Unilingua

Mon Sep 19 15:58:48 CEST 2005

On 9/17/05, Tex Texin <tex at xencraft.com> wrote:
> So I suggest this represents an upper bound of sorts
> for how likely it is less motivated, less knowledgable, people will be to
> use proper language tags for less critical needs. So language tags will be
> more wrong on average than encoding tags.

In my experience with Project Gutenberg's Distributed Proofreaders,
I've spent a lot of time explaining encodings, and I don't think half
the people have any more clue than when I started. On the other hand,
I've once or twice had to discuss the difference between Greek,
Ancient and Greek, Modern and Scots, English and Middle English, but
it's not a continuing problem.

It will get a little more hairy when we move to XML and there's use of
language tags that aren't from a drop-down list, but I don't forsee
the problems you do. Sure the occasional quote is going to be marked
French when it should be marked Italian, but I don't see how any
tagging standard is going to prevent that.

> So yes there are guides in 3066bis, but I need an expert to interpret them,
> especially for languages beyond the few most popular ones.
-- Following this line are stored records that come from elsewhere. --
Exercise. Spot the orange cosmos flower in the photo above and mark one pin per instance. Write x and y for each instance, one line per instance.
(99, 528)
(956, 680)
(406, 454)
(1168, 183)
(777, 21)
So why do you keep talking about Japanese? Navaho is one of the
easiest language in the world to tag; there's one tag, nv, and no
reason to use anything else. Same with dozens of other languages.
Sure, it's hard to clearly identify a few of the minor languages, but
you probably don't need an expert to interpret them; you probably will
never encounter an ambigious case, because they're all so rare.

English in a broad sense has four tags: ang, enm, sco and en, and a
huge collection of dialects. Tagging English text is subject to a host
of ambiguities; when, if ever, is it appropriate to use en alone? If
Dickens, or worse Chaucer, is published in modern American spelling,
how should they be tagged?  But that's one of the world's most popular
languages. Chinese has its own issues, but that's another of the
world's most popular languages. We could add all the conlangs we
wanted, and it wouldn't add or subtract from those issues one bit.

> The point was we need not have bothered the whole internet
> community with the request nor burdened it with the ongoing weight of
> remembering that once somebody needed a boont tag. 

I don't understand how it's a burden.

> I don't see how this can
> be used by non-linguists to tag content properly. 

Tag with the flat language tag; which one should be obvious 99.9%
percent of the time. It may be underspecified, but it won't be
incorrect.